Publié le 31 Octobre 2013
Mis à jour le 3 juillet 2019

A la Une - Surveillance de la mortalité par suicide des agriculteurs exploitants : premiers résultats

L'Institut de veille sanitaire a publié récemment les résultats de la première analyse de mortalité par suicide portant sur des données nationales exhaustives chez les agriculteurs exploitants (chefs d'exploitation et leurs conjoints collaborateurs). Cette étude s'inscrit dans le plan de prévention du suicide dans le monde agricole, annoncé par le ministère de l'Agriculture, de l'agroalimentaire et de la forêt en mars 2011 et dont la mise en oeuvre a été confiée à la Mutualité sociale agricole. Le suicide représente la 3ième cause de décès chez les agriculteurs exploitants, après les décès par cancer et par maladies cardiovasculaires. La population étudiée est constituée d'environ 500 000 personnes chaque année (étude sur trois ans de 2007 à 2009) dont 68 % d'hommes et 32 % de femmes. Durant les trois années étudiées, 2 769 décès ont été observés chez les hommes et 997 chez les femmes. Parmi ces décès, 417 suicides chez les hommes (respectivement 130, 146 et 141 en 2007, 2008 et 2009) et 68 chez les femmes (19, 27 et 22 en 2007, 2008 et 2009) ont été enregistrés. Un excès significatif de suicides a été observé chez les hommes exploitants agricoles à partir de 2008, comparativement à la population générale de même âge. Cette surmortalité par suicide est de 28 % en 2008 et de 22 % en 2009. L'excès est notamment marqué chez les hommes entre 45 et 64 ans et plus particulièrement dans les filières d'élevage bovins-lait et bovins-viande qui présentent en 2008 et 2009 les surmortalités par suicide les plus élevées.
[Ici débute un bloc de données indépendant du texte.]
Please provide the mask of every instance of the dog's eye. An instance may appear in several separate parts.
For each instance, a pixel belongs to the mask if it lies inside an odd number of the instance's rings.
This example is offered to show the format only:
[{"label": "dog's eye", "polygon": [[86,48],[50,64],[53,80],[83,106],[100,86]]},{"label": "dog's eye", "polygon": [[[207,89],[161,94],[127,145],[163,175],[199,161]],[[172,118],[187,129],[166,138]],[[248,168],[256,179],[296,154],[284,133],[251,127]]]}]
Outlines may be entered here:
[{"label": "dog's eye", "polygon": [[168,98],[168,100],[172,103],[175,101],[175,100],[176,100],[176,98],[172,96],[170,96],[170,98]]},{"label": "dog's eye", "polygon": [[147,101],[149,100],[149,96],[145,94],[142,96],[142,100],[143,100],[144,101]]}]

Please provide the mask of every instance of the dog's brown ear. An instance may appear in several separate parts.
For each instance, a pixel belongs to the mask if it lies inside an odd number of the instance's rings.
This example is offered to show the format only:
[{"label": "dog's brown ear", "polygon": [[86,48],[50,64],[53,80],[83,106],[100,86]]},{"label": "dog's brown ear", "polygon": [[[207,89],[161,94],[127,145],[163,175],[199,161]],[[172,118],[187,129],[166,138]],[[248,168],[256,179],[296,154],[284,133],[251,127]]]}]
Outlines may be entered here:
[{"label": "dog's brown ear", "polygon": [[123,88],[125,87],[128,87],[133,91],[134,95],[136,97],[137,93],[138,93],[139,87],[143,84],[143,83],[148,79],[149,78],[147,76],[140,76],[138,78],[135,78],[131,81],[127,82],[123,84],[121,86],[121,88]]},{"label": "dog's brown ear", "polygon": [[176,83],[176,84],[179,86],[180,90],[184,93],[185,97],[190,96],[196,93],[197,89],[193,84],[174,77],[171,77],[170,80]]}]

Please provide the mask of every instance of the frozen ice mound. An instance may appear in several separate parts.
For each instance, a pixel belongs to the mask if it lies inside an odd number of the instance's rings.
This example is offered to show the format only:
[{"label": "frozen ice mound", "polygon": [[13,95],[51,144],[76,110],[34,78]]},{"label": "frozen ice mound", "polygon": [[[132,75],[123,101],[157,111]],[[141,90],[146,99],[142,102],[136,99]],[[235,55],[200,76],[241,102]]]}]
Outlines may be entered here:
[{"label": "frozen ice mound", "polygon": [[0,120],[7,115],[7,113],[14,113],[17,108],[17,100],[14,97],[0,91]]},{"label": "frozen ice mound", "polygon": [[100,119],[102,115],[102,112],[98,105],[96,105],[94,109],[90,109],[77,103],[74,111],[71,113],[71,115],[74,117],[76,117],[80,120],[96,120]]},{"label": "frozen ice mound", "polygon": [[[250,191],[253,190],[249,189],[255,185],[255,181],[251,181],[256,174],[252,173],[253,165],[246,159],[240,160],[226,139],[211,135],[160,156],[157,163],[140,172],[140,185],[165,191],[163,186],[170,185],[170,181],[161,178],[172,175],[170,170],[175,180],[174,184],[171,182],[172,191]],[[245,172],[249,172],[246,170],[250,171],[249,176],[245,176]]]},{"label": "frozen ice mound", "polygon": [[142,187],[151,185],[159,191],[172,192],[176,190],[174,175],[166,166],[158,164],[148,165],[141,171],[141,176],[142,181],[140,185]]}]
Ces observations coïncident avec la temporalité des problèmes financiers rencontrés dans ces secteurs sur la période d'étude.Cette étude descriptive ne permet pas de mettre en évidence de relation causale entre l'activité agricole et la surmortalité par suicide observée. Toutefois, l'actualisation régulière des données permettra de suivre l'évolution du phénomène analysé et d'avancer des hypothèses explicatives permettant de mieux cibler les mesures préventives.